OFF THE HOOK: Summer on the Vineyard means that “everyone is everywhere,” but that hasn’t deterred Sally Taylor from trying to round up supporters for Tuesday’s shindig for her Consenses project.
Five years in the making, Consenses has essentially created an artistic version of the game Telephone where one creative builds on the inspiration of another’s work and then passes it along through their own creation, resulting in a chain of sorts. To date, 150 artists, musicians, photographers, poets, sculptors and others have joined in. Along with the founder’s parents Carly Simon and James Taylor, a slew of others have done their part, including Jimmy Buffett, Natasha Bedingfield, Alison Shaw, BalletBoyz and Michael Nunn, Bjørn Okholm Skaarup (whose hippo ballerina sculptor can be found at Lincoln Center), perfumer Felix Buccellato, jewelry designers Gogo Ferguson and Hannah Sayre-Thomas, poet Honor Moore, fashion designer Carly Hampel and chef Gail Arnold.
Tuesday night participants and supporters will gather for a fund-raiser to help get Consenses’ educational curriculum off-the-ground in Martha’s Vineyard school this fall. The gathering will also help fund next year’s Consenses installation at the Massachusetts Museum of Contemporary Art — the Berkshires museum that is better known as MASS MoCA.

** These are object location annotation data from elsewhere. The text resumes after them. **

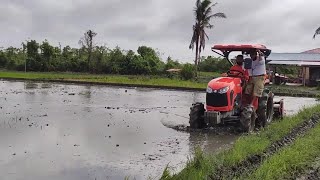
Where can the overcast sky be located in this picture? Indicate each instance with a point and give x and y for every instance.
(282, 25)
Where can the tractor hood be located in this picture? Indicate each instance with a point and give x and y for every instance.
(222, 82)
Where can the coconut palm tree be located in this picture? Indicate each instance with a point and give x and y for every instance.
(316, 33)
(203, 14)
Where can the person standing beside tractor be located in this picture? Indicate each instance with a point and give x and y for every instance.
(257, 74)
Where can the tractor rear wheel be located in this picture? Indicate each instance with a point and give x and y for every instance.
(265, 113)
(197, 116)
(247, 119)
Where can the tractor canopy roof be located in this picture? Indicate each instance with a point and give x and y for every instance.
(226, 49)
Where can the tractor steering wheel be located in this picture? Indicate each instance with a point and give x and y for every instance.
(239, 73)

Once the pilot program is in place in four school systems, Taylor will be striving to make Consenses a nationwide curriculum, which has been developed with the help of students at the Harvard Graduate School of Education. By the end of 2020, her aim is to reach 4,000 students. “It really is a vehicle of connectivity and for unity because it offers alternative lessons and learning.” A musician and artist, she will be singing for her supper, so to speak with her mother, brother Ben and a few other family members at this week’s event for a crowd of 60 or so.

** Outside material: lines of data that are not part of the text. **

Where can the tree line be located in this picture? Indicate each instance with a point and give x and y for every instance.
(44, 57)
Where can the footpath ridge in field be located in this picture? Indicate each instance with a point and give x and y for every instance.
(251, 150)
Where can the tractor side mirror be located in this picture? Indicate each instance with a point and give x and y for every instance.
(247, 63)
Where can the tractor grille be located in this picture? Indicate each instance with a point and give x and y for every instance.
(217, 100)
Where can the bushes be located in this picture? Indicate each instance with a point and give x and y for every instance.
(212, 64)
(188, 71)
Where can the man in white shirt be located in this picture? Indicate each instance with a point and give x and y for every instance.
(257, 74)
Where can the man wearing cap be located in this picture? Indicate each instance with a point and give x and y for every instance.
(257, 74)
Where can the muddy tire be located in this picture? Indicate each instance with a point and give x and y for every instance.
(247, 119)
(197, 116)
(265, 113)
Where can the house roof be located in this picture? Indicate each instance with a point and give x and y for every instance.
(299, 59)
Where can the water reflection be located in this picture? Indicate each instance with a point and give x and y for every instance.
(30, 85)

Open as Taylor is to all types of creatives, she draws the line when potential participants ask who else is involved. “If you’re asking that question, this isn’t for you,” Taylor said. “Artists can’t know who else is participating. That would create a prejudice for them to know that it was from a particular artist.”
The way she sees it, there are no right or wrong answers, just different perspectives — including some that are not always sufficiently expressed by spoken words. Recognizing the force and understanding that can happen when people work together, Taylor said, Consenses “helps people understand their own piece of reality. When they see their version, they can let go a little bit.”